Ordinary Days provides, according to Toby Zinman, a sentimental, entirely predictable but altogether pleasant evening in the theater.

By Toby Zinman

For the Inquirer

Adam Gwon's chamber musical, Ordinary Days, benefits greatly from 11th Hour Theatre Company's signature charm.  Joe Calarco, a director imported for the occasion of this Philadelphia premiere, uses the limited space of the Adrienne's Skybox to create an intimacy perfectly suited to this sweet and gentle show.

The musical is sung through (the narrative is conveyed entirely through song) and Eric Ebbenga accompanies the four good voices. Gwon's lyrics are more interesting and entertaining than his melodies,  but we get a generous  twenty-one numbers; outstanding among them are the lovely "Calm" and "Sort of Fairy Tale."

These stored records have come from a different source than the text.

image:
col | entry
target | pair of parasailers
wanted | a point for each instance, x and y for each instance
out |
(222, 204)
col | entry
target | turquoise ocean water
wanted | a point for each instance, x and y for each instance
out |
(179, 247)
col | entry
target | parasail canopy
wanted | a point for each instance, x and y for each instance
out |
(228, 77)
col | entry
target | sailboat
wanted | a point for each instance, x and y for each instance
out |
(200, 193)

The plot of Ordinary Days  is the New York story, a story which has been told approximately three million four hundred and eighty-two times in movies and television as well as onstage (everybody wishes they'd written Sondheim's Company).  Four young people meet (or almost meet) cute. We watch them cope with cramped apartments and cab drivers, see them look at paintings in the Met, hear them bicker about wine and order coffee at Starbuck's (the mocha soy latte blah blah blah routine), and fall in and out of love.  Oddly, nobody seems to have a real job that defines them in any way.

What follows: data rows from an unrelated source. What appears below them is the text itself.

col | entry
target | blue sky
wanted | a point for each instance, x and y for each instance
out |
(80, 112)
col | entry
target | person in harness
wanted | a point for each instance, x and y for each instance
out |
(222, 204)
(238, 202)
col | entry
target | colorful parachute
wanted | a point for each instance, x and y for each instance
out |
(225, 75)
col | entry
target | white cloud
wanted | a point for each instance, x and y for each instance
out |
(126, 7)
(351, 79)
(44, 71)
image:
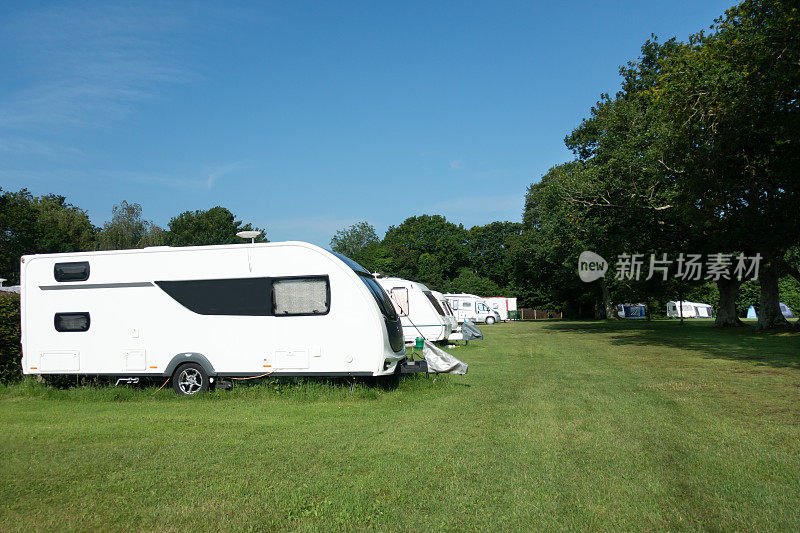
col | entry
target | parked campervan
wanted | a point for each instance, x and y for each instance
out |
(205, 313)
(502, 305)
(471, 307)
(690, 310)
(450, 318)
(420, 312)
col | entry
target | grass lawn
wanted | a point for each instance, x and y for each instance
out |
(570, 425)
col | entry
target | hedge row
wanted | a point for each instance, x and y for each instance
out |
(10, 348)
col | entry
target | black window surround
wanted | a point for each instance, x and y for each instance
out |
(234, 296)
(73, 271)
(295, 278)
(72, 322)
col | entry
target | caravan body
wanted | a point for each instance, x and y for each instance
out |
(420, 313)
(288, 308)
(450, 319)
(502, 306)
(471, 307)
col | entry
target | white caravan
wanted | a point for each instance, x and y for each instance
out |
(502, 305)
(471, 307)
(196, 314)
(420, 312)
(690, 310)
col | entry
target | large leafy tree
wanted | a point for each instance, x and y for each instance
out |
(731, 105)
(127, 229)
(46, 224)
(487, 250)
(213, 226)
(18, 224)
(426, 248)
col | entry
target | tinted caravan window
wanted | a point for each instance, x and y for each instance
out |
(239, 296)
(71, 322)
(78, 271)
(301, 296)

The plot follows Jason (the excellent Michael Philip O'Brien) and  Claire (Whitney Bashor) who decide to share an apartment and then lose some of their happiness as their love affair cools.  Intersecting their story is the friendship between Deb (Alex Keiper), a graduate student whose lost notebook is found by Warren (the irresistible Steve Pacek).

The thread linking  their stories is the refrain of "the big picture"—each character's longings and goals—as well as a variety of paintings at the Met ( I think Gwon also wishes he'd written Sunday in the Park With George)and  it's here you feel the unused potential of the script. Fortune-cookie art leaflets raining down happiness on New York streets seems flimsy and cloying.

Gwon's version of the New York story is unusual in that the two men are the softies, the romantics, generous spirited and open to experience, while the two women are, in different ways, brittle, grim and graceless, driven to rudeness by the New Yorkiness of it all—too many people, too-tall buildings, too much muchness.  The actors' voices match this division: Pacek and O'Brien have strong, mellow voices, while Bashor's voice has that nasal shrillness cultivated by Broadway, and Keiper's voice is more quirky than melodic, as are her songs, most of them funny.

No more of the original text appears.